Before beginning to study this mechanicality and all the principles for a correctly conducted self-observation, a man in the first place must decide, once and forever, that he will be sincere with himself unconditionally, will shut his eyes to nothing, shun no results wherever they may lead him, be afraid of no inferences, and be limited by no previous, self-imposed limits; and secondly, in order that the elucidation of these principles may be properly perceived and transubstantiated in the followers of this new teaching, it is necessary to establish a corresponding form of “language,” since we find the established form of language quite unsuitable for such elucidations.

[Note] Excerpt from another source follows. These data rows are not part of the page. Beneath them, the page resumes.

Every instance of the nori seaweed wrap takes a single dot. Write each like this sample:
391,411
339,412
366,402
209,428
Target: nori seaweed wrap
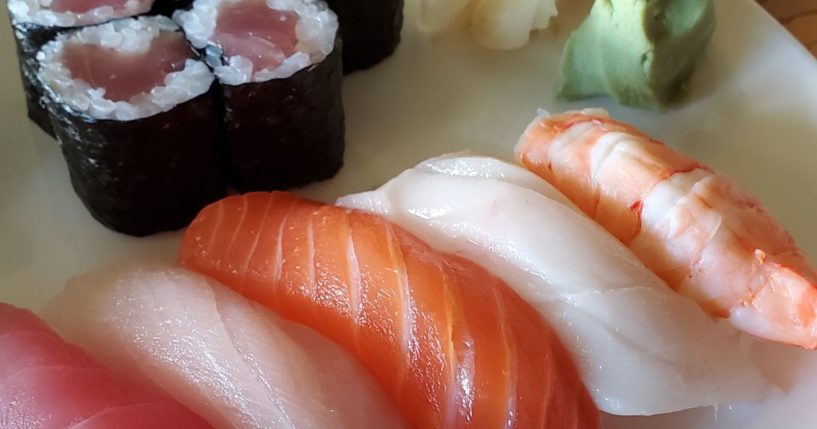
29,39
307,117
284,115
35,25
141,161
370,30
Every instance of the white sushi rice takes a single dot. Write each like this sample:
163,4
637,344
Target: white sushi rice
316,31
39,12
126,36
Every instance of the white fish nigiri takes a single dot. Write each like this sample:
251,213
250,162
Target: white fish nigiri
233,362
641,348
493,24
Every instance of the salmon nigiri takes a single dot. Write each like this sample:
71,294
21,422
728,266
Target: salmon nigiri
47,383
706,237
230,360
452,345
579,278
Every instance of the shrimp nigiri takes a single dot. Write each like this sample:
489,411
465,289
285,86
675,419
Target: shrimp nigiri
706,237
230,360
452,345
579,277
47,383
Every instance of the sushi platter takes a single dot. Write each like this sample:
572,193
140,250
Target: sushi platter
428,235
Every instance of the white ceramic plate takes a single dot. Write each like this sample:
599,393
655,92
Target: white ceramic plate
752,114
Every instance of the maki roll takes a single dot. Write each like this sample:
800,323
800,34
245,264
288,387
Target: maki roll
133,109
279,65
36,22
370,30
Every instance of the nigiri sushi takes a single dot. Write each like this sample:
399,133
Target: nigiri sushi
641,348
494,24
452,345
706,237
47,383
232,361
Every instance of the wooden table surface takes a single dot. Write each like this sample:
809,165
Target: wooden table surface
799,16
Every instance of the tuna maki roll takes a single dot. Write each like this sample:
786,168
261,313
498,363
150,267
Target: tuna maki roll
279,65
36,22
132,107
370,30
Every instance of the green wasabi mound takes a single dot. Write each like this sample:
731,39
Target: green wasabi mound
639,52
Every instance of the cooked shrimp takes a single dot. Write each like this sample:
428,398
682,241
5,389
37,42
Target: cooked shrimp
706,237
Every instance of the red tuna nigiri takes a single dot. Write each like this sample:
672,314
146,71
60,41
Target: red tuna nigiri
46,382
452,345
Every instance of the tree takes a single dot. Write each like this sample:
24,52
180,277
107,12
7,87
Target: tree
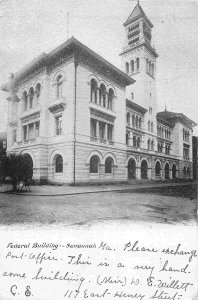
17,167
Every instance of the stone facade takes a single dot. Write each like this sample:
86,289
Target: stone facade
81,119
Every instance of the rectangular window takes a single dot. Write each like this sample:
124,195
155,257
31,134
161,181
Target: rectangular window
25,104
59,125
31,131
110,132
14,135
25,133
37,127
102,130
4,144
93,128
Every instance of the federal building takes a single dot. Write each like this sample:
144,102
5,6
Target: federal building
78,118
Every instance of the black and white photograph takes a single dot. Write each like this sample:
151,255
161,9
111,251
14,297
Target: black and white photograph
98,149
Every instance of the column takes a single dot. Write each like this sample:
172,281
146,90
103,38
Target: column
138,169
97,129
105,137
34,130
131,138
27,136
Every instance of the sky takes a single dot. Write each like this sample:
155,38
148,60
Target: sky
30,27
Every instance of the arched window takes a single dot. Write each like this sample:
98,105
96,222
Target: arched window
138,142
94,164
131,169
152,69
127,138
25,101
58,164
147,65
157,169
149,125
132,66
109,165
149,145
134,141
31,97
110,99
152,145
188,171
136,121
174,171
38,92
133,120
144,169
128,118
93,91
140,122
137,63
127,67
166,171
59,86
184,170
102,95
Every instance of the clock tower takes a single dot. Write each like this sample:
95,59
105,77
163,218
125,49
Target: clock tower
139,62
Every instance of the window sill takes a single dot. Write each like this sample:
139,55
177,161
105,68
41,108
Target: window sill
30,113
106,109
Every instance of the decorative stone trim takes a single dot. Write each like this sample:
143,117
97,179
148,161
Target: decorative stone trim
102,115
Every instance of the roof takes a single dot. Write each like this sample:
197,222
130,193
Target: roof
136,14
81,52
172,118
135,106
3,135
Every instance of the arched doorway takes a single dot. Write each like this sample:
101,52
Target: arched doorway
28,162
188,171
174,171
166,171
157,170
184,171
144,169
131,169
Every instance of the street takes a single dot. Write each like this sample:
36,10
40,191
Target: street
89,209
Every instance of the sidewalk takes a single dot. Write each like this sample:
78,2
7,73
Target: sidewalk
52,190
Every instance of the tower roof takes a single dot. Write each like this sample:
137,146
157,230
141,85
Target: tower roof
136,14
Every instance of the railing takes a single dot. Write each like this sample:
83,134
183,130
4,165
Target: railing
103,141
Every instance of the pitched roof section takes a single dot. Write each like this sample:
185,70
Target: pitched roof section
82,53
136,14
172,117
134,106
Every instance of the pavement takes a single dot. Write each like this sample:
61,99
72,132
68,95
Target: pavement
52,190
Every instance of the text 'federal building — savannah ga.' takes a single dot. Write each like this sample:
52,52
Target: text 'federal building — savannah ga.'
79,119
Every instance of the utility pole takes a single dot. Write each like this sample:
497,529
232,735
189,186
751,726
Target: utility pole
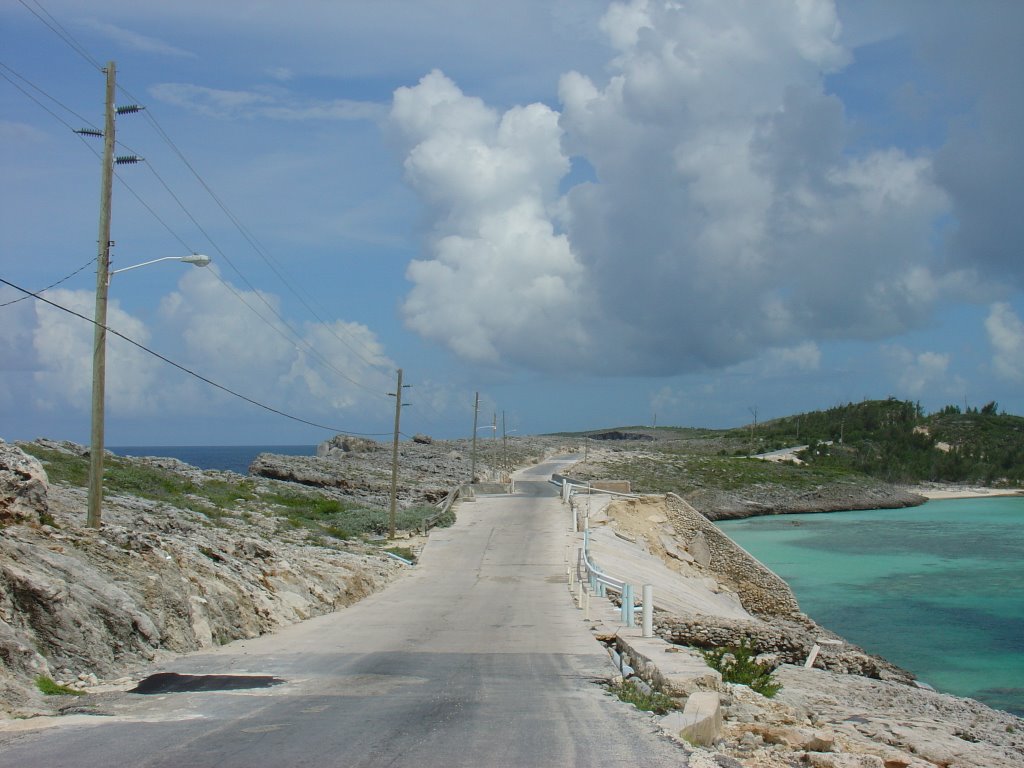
394,457
505,448
99,317
472,470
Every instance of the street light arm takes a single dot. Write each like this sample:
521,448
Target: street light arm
197,258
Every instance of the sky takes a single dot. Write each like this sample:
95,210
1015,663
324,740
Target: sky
593,214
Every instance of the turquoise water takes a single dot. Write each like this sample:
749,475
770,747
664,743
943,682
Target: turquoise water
937,589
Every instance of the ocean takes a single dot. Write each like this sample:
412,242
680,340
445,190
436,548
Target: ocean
936,589
233,458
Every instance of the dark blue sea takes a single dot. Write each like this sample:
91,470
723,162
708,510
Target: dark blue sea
232,458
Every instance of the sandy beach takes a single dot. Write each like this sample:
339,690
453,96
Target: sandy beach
941,491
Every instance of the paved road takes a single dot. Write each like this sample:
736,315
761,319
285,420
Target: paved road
475,658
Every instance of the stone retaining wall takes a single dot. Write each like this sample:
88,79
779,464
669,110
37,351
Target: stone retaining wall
760,590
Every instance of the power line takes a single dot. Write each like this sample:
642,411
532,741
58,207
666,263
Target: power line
61,33
189,371
250,238
52,285
44,93
297,337
58,30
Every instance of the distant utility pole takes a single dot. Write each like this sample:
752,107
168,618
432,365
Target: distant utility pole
505,446
394,456
754,426
476,410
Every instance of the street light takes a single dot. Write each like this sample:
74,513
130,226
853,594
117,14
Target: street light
103,274
198,259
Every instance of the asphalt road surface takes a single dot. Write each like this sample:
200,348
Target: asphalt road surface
477,657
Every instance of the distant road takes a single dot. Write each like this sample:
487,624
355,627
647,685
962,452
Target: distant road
475,658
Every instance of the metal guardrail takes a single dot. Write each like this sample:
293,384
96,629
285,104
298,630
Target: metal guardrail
443,506
597,580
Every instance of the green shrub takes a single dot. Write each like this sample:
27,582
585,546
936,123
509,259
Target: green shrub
49,688
737,665
653,701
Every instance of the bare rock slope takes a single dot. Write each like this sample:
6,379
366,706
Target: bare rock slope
79,604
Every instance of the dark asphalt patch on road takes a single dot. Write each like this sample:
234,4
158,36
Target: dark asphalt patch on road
171,682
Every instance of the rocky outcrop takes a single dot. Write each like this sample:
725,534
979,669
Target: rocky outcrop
760,590
347,444
717,504
78,603
23,487
360,469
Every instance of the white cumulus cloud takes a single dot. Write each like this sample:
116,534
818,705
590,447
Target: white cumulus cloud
726,212
1006,334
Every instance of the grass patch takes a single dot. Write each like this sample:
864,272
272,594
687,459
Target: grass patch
50,688
738,665
654,701
403,552
321,514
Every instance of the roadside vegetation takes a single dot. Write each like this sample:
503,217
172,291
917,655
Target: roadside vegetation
894,440
854,444
323,515
643,697
47,687
738,665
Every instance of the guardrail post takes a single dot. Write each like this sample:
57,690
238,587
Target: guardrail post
648,610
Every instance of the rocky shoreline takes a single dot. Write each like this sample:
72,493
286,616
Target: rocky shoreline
87,607
848,710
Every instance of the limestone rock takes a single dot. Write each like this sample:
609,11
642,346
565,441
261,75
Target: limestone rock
23,486
701,721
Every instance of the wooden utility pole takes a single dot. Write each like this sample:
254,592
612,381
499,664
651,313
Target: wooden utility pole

As regards the first condition, it is necessary now at the very outset to give warning that a man unaccustomed to think and act along lines corresponding to the principles of self-observation must have great courage to accept sincerely the inferences obtained and not to lose heart; and submitting to them, to continue those principles further with the crescendo of persistence, obligatorily requisite for this.
These inferences may, as is said, “upset” all the convictions and beliefs previously deep-rooted in a man, as well as also the whole order of his ordinary mentation; and, in that event, he might be robbed, perhaps forever, of all the pleasant as is said “values dear to his heart,” which have hitherto made up his calm and serene life.